Ameryka Północna odnotowuje 70% wzrost podaży centrów danych w budowie
Zgodnie z badaniami CBRE Group pt. “Data Center Trend Report” opublikowanymi we wtorek ilość podaży centrów danych w budowie na największych rynkach Ameryki Północnej wzrosła o około 70% w porównaniu z rokiem ubiegłym do rekordowych 3,9 gigawatów.
Centra danych to w zasadzie gigantyczne magazyny komputerowe, ale są one mierzone szerzej ilością zużywanej przez nie mocy. W miarę jak największe firmy technologiczne na świecie ścigają się, aby rozszerzyć działalność w zakresie sztucznej inteligencji i przetwarzania w chmurze, zapotrzebowanie na moc w centrach danych gwałtownie wzrosło.

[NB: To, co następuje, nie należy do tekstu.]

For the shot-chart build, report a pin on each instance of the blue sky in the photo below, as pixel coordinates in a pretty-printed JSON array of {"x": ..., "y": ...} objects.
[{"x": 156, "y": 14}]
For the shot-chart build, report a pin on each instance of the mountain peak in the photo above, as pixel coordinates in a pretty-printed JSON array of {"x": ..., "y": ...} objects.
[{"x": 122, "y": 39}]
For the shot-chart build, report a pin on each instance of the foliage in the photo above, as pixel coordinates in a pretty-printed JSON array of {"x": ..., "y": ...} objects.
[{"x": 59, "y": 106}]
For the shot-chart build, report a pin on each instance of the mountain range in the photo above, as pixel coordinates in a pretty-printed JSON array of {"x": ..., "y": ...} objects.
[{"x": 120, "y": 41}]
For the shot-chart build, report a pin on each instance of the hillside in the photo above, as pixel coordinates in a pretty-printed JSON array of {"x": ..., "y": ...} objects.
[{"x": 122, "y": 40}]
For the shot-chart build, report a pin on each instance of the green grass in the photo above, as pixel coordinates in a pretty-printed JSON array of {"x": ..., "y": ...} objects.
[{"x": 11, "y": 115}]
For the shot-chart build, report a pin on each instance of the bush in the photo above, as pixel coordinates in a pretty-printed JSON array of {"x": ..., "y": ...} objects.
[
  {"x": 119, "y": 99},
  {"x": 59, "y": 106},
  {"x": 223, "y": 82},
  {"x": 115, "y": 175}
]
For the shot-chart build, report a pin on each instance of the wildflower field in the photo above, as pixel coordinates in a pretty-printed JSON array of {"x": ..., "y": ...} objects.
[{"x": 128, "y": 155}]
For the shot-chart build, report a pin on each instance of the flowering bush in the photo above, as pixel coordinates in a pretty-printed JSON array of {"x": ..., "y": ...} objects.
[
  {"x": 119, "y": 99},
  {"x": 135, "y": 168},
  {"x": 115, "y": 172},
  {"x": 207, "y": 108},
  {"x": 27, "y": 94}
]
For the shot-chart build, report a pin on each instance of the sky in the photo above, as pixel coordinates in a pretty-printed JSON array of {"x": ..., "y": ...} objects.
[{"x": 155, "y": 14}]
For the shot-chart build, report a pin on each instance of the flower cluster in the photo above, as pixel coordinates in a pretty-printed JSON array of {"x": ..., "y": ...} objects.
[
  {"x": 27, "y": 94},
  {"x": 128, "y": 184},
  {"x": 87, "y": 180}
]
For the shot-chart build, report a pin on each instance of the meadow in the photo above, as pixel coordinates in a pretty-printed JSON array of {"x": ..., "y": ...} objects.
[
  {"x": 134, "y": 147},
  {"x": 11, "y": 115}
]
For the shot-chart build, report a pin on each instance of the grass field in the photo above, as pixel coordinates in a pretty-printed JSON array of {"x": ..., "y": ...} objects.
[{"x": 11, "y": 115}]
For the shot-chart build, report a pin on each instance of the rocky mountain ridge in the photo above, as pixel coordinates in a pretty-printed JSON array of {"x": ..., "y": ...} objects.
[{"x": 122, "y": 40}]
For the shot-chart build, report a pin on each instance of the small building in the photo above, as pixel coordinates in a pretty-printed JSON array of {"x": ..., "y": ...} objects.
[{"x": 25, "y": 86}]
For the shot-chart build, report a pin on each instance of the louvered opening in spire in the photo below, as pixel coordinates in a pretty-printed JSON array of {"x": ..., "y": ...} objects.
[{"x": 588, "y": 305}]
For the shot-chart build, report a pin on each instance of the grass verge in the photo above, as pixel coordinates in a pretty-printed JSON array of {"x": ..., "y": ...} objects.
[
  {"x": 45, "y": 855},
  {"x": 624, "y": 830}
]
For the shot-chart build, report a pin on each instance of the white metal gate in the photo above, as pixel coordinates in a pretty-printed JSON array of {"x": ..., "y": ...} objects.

„Popyt na wydajne przetwarzanie pogłębił dysproporcję cenową między starszymi obiektami a nowymi centrami danych, częściowo dlatego, że starsze centra danych nie mają infrastruktury, która poradziłaby sobie z zapotrzebowaniem na energię dzisiejszych użytkowników”, podano w raporcie firmy CBRE.
Nowe zasoby centrów danych wzrosły o 10% w ciągu pierwszych sześciu miesięcy roku, podczas gdy o 23% wzrosły w porównaniu z rokiem poprzednim, podano w raporcie. Osiem głównych rynków centrów danych w Ameryce Północnej to: Północna Wirginia, Dallas i Fort Worth w Teksasie; Dolina Krzemowa w środkowej Kalifornii; Chicago; Phoenix w Arizonie; Obszar trzech stanów Nowego Jorku; Atlanta; i Hillsboro w Oregonie.
W pierwszej połowie 2024 r. na ośmiu największych rynkach w Stanach Zjednoczonych i Kanadzie wdrożono ponad 500 megawatów nowych centrów danych, czyli mniej więcej tyle, ile wynosi cała istniejąca moc w Dolinie Krzemowej, zgodnie z CBRE.
W tym samym czasie, gdy nastąpił gwałtowny wzrost nowych zasobów, wskaźniki pustostanów w centrach danych spadły do rekordowo niskiego poziomu 2,8%, poinformowała firma CBRE. Ceny centrów wzrosły, przy czym nowsze centra zazwyczaj mają wyższą cenę w porównaniu ze starszymi.
Popyt na nowsze obiekty prawdopodobnie sprawi, że mniejsze rynki, w tym północna Indiana, Idaho, Arkansas i Kansas, staną się bardziej pożądane, podano w raporcie.